Don’t I know? Juliana thought. Didn’t I hear all about it from Frank? You can’t tell me anything about life under the Nazis; my husband was—is—a Jew. I know that Doctor Todt was the most modest, gentle man that ever lived; I know all he wanted to do was provide work—honest, reputable work—for the millions of bleak-eyed, despairing American men and women picking through the ruins after the war. I know he wanted to see medical plans and vacation resorts and adequate housing for everyone, regardless of race; he was a builder, not a thinker… and in most cases he managed to create what he had wanted—he actually got it. But…
A preoccupation, in the back of her mind, now rose decidedly. “Joe. This Grasshopper book; isn’t it banned in the East Coast?”
He nodded.
“How could you be reading it, then?” Something about it worried her. “Don’t they still shoot people for reading—”
“It depends on your racial group. On the good old armband.”
That was so. Slavs, Poles, Puerto Ricans, were the most limited as to what they could read, do, listen to. The Anglo-Saxons had it much better; there was public education for their children, and they could go to libraries and museums and concerts. But even so… The Grasshopper was not merely classified; it was forbidden, and to everyone.
Joe said, “I read it in the toilet. I hid it in a pillow. In fact, I read it because it was banned.”
“You’re very brave,” she said.
Doubtfully he said, “You mean that sarcastically?”
“No.”
He relaxed a little. “It’s easy for you people here; you live a safe, purposeless life, nothing to do, nothing to worry about. Out of the stream of events, left over from the past; right?” His eyes mocked her.
“You’re killing yourself,” she said, “with cynicism. Your idols got taken away from you one by one and now you have nothing to give your love to.” She held his fork toward him; he accepted it. Eat, she thought. Or give up even the biological processes.
As he ate, Joe nodded at the book and said, “That Abendsen lives around here, according to the cover. In Cheyenne. Gets perspective on the world from such a safe spot, wouldn’t you guess? Read what it ways; read it aloud.”
Taking the book, she read the back part of the jacket. “He’s an ex-service man. He was in the U. S. Marine Corps in World War Two, wounded in England by a Nazi Tiger tank. A sergeant. It says he’s got practically a fortress that he writes in, guns all over the place.” Setting the book down, she said, “And it doesn’t say so here, but I heard someone say that he’s almost a sort of paranoid; charged barbed wire around the place, and it’s set in the mountains. Hard to get to.”
“Maybe he’s right,” Joe said, “to live like that, after writing that book. The German bigwigs hit the roof when they read it.”
“He was living that way before; he wrote the book there. His place is called—” She glanced at the book jacket. “The High Castle. That’s his pet name for it.”
“They won’t get him,” Joe said, chewing rapidly. “He’s on the lookout. Smart.”

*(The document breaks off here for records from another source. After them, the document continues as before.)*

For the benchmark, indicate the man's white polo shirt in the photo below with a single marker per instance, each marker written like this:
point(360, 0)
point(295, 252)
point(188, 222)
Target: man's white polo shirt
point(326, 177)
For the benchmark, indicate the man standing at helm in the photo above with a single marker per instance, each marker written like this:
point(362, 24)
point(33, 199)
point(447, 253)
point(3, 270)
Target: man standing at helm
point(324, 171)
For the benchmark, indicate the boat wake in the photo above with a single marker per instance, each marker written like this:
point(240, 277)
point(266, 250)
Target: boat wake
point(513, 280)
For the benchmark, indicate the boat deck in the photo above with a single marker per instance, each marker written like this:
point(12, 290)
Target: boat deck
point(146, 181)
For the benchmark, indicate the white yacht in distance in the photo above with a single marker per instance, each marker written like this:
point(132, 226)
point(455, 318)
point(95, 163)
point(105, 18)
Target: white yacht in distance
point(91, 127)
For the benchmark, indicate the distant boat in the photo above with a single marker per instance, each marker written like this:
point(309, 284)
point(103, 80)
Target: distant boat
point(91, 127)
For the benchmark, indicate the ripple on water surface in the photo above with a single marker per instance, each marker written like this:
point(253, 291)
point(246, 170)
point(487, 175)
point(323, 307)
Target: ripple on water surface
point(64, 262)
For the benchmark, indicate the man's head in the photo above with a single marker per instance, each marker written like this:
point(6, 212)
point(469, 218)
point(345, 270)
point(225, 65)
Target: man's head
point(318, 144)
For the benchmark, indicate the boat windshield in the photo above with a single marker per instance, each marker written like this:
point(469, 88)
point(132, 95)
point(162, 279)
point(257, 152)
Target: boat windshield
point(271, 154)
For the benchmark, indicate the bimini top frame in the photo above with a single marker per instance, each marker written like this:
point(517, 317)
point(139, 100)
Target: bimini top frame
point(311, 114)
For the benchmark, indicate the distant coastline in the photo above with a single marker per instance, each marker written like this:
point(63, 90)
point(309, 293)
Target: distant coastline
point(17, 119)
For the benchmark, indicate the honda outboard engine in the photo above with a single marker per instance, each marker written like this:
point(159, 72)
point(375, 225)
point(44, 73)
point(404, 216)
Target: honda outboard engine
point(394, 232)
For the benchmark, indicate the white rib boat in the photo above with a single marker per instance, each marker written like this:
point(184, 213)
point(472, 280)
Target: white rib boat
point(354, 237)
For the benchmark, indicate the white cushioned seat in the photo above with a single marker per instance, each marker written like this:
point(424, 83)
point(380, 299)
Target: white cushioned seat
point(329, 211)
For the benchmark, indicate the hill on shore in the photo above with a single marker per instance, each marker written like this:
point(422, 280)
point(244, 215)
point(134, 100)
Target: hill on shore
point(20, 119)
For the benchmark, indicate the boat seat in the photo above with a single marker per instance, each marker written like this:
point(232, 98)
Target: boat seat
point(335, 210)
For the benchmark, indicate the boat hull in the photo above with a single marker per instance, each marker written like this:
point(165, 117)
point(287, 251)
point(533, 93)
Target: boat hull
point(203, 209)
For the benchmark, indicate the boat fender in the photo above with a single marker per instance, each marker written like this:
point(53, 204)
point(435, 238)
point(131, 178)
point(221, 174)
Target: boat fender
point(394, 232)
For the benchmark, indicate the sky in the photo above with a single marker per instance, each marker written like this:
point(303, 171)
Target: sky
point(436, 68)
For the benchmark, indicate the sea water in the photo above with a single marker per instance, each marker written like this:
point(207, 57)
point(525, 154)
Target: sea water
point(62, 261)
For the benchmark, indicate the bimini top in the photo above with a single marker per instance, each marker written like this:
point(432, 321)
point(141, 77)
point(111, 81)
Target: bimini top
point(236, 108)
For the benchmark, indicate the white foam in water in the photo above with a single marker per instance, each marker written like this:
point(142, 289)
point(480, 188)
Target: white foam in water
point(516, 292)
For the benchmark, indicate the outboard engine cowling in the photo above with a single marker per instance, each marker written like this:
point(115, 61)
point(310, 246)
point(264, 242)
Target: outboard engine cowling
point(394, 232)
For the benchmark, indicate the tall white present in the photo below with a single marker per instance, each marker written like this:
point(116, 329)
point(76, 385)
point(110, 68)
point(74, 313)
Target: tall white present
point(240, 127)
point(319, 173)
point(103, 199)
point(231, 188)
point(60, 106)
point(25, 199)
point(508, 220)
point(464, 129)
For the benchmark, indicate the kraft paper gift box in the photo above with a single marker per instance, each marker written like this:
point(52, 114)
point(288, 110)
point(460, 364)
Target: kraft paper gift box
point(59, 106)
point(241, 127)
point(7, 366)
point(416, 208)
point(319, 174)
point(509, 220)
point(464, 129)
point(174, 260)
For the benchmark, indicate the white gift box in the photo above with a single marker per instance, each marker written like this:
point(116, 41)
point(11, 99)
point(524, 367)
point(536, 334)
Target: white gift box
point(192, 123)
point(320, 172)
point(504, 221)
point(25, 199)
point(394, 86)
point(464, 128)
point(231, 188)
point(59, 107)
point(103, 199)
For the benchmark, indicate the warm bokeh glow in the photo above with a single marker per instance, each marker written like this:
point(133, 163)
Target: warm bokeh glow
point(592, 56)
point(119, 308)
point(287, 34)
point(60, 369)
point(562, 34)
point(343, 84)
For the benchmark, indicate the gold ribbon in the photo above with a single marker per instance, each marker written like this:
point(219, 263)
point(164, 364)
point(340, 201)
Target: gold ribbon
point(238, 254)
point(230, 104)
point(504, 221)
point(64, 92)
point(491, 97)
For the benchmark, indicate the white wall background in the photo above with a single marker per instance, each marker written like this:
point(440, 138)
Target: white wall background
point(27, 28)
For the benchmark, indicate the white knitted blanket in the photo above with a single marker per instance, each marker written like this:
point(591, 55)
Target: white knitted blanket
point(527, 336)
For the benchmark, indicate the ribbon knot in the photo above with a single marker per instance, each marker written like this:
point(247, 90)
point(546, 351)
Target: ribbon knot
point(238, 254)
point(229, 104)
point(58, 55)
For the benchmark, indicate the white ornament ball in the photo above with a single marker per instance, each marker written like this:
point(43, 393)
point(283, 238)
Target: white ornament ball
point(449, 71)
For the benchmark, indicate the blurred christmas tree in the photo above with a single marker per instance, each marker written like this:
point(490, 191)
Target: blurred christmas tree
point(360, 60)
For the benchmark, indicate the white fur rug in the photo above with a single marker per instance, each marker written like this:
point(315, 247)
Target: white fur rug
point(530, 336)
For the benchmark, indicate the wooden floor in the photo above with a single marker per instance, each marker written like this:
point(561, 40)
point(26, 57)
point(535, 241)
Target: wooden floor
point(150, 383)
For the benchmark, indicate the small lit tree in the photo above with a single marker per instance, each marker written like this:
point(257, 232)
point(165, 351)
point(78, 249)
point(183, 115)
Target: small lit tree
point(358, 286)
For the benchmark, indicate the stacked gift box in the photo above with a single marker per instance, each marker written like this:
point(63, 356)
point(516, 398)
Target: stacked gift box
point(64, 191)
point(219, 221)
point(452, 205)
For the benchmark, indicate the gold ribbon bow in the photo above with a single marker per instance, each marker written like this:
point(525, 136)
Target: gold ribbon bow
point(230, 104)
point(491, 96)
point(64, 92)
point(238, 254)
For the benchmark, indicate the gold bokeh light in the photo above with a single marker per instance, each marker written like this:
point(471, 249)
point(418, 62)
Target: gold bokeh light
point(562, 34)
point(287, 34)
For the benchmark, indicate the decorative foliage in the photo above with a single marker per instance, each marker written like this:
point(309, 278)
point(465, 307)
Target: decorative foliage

She said, “I believe he’s got a lot of courage to write that book. If the Axis had lost the war, we’d be able to say and write anything we wanted, like we used to; we’d be one country and we’d have a fair legal system, the same one for all of us.”
To her surprise, he nodded reasonably to that.
“I don’t understand you,” she said. “What do you believe? What is it you want? You defend those monsters, those freaks who slaughtered the Jews, and then you—” Despairing, she caught hold of him by the ears; he blinked in surprise and pain as she rose to her feet, tugging him up with her.